Speciation will not cause a population to converge quicker or increase the risk of it getting stuck in local minima/maxima. In fact it will do the complete opposite. That''s the whole point. Speciation helps to protect innovation in the genomes.


The reasoning behind my comment was that niching imposes restrictions on which individuals can reproduce with each other. It would seem to me, that removing these restrictions would increase the exploration of the GA (regardless of how well thought out those restrictions are). It will essentially provide an influence over which way the solutions evolve, whereas without these restrictions the way they evolve would be pretty random which would be more exploratory. Please explain further if I have misunderstood, I am interested in this stuff.


actually, now that you explain it that way... or now that I am awake enough to understand... what you are saying makes very much sence... It seems like having a single population will have a tendancy to find local minimum... due to the fact that they all end up being intermixed... it makes it hard for multipule places in the search space to develop. I am not sure what the effect of this would be, but it seems that maybe I should gather some data say, classifing programms into catagories that would have otherwise been a niche, and see if there is a correlation between closeness of structure, and improvement of the children.

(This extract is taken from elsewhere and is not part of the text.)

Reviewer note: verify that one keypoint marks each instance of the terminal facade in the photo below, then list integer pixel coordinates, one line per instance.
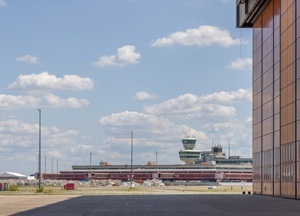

Does this make any sence? If we have multipule populations, we have a smaller chance that the GP will find a relative min/max... If one solution ''gets stuck'', the others can continue improving... I do see your point though...

Good stuff...

Dwiel
When using speciation, a population of genomes is divided into species each generation. When a new innovation occurs (through mutation or recombination) that is far enough apart from any existing species a new species is created.

Typically, a species is killed when either its size decreases to zero or its fitness hasn’t increased within a user defined number of generations. This means the individuals that would normally have died out early in the evolution of a population remain active for much longer, protected amongst their species members. (Note, because of the protection afforded by using speciation you can experiment with much higher mutation rates than normal.)